Tricky relational DB design question


I have a tricky problem that I've been messing about with for a few days now and cant find an optimal solution for.

These are my tables:

  • site
  • site_node
  • page

The site node table contains a list of nodes representing a hierarchy (using nested set). Each node must have one or more associated pages. Each site must have one associated error page and one not found page.

So, a page must either belong to a node, or a site as an error or not found page. The solutions I'm currently toying with are:

  1. parentType and parentId fields on the page table, where type would either be "node", "site_error" or "site_notFound" and the id would be the site or node id (whichever is relevant to the type).
  2. nodeId field on the page table that can be null, and then errorPageId and notFoundPageId fields on the site table.

Option #1 ensures that each page belongs to one and only one other entity, although the relationship cant actually be enforced as the parentId field can point to more than one place.

Option #2 is cleaner, but it's basically saying that the site "belongs" to the two error and not found pages, and that's probably bad practice.

Any thoughts or suggestions?
Thanks,
Jack


Solution

  • Option #1 ensures that each page belongs to one and only one other entity, although the relationship cant actually be enforced as the parentId field can point to more than one place.

    Right.

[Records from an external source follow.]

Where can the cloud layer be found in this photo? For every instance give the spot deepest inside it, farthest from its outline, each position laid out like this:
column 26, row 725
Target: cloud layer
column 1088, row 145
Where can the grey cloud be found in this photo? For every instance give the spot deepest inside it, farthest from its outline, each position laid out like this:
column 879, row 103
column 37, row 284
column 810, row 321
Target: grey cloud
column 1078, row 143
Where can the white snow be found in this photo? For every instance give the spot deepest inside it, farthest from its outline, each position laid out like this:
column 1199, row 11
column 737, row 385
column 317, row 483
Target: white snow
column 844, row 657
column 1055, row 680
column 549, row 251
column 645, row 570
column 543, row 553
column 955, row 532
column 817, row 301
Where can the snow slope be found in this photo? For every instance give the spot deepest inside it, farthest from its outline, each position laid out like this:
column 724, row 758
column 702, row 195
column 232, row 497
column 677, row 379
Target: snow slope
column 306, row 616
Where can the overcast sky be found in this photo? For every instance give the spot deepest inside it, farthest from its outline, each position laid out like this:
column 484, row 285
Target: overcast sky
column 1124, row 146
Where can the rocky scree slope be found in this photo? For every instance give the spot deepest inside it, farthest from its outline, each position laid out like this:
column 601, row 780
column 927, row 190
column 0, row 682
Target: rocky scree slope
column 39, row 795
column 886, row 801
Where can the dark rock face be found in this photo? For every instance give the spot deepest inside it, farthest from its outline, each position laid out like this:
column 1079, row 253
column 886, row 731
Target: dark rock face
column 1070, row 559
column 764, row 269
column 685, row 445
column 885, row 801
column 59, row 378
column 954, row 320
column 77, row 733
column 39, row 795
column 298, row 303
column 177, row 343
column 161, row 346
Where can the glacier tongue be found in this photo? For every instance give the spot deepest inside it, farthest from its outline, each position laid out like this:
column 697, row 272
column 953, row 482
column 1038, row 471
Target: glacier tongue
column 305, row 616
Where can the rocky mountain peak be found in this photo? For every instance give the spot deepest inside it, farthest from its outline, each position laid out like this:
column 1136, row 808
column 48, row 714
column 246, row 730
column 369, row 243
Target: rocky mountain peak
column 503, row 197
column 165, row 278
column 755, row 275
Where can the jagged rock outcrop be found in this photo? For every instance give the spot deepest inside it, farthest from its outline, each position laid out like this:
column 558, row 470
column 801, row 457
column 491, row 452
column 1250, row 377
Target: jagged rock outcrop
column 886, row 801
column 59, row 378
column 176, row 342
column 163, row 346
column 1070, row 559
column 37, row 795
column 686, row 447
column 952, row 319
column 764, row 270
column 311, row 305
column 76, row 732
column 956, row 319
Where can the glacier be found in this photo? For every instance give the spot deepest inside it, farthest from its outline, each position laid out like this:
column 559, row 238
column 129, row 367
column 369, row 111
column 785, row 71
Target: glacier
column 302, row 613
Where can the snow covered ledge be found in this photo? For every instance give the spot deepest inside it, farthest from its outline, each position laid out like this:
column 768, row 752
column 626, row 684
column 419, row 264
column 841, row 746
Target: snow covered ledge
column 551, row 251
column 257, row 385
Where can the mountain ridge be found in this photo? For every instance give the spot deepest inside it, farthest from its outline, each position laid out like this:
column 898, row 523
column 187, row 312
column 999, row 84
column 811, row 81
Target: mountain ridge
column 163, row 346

In terms of relational theory, the problem is that your "parentId" column violates third normal form, because its meaning varies per row, based on the value in parentType (a non-key column).

    You wouldn't have a properly designed database if a single column could contains someone's phone number or their birthdate, per row, depending on some other flag. Those are two different facts about the person, and they each deserve their own column. Likewise, storing both site_id or node_id in a single column would have the same problem.

    Another clue that this is a flawed design is that you can't declare a foreign key constraint to point to either of two referenced tables.

    Option #2 is cleaner, but it's basically saying that the site "belongs" to the two error and not found pages, and that's probably bad practice.

    I see why you're saying that, because of the belongs to conventions in Rails-like frameworks. But these are conventions; they aren't necessarily the only relationship that foreign keys can model. You can make one entity refer to exactly one other entity, in a has one relationship. In this case, the foreign key reverses direction.

    I would say it's logically true that the Error page and the Not Found page belong to the site, not the other way around. And the way to make them mandatory is to have another entity reference these pages, and apply the NOT NULL constraint to these references. This is what you've described.

    CREATE TABLE site (
      . . .
      error_page_id     INT NOT NULL,
      notfound_page_id  INT NOT NULL,
      FOREIGN KEY (error_page_id)    REFERENCES pages (page_id),
      FOREIGN KEY (notfound_page_id) REFERENCES pages (page_id)
    );
    

    This meets your immediate need, it's enforceable, and it's in Normal Form.


    @NXC suggests making dummy nodes for Error and Not Found pages. Although this allows these nodes to be stored in the node hierarchy, it fails to enforce that a site must have these pages. That is, a site could be stored without references to these nodes.

    @Tony Andrews suggests storing two columns in each page, site_id and site_node_id, and adding a CHECK constraint to ensure that exactly one of these is non-NULL. This seems better than the parent_id/parent_type option, but it still doesn't offer any enforcement that every site must have an Error and a Not Found page.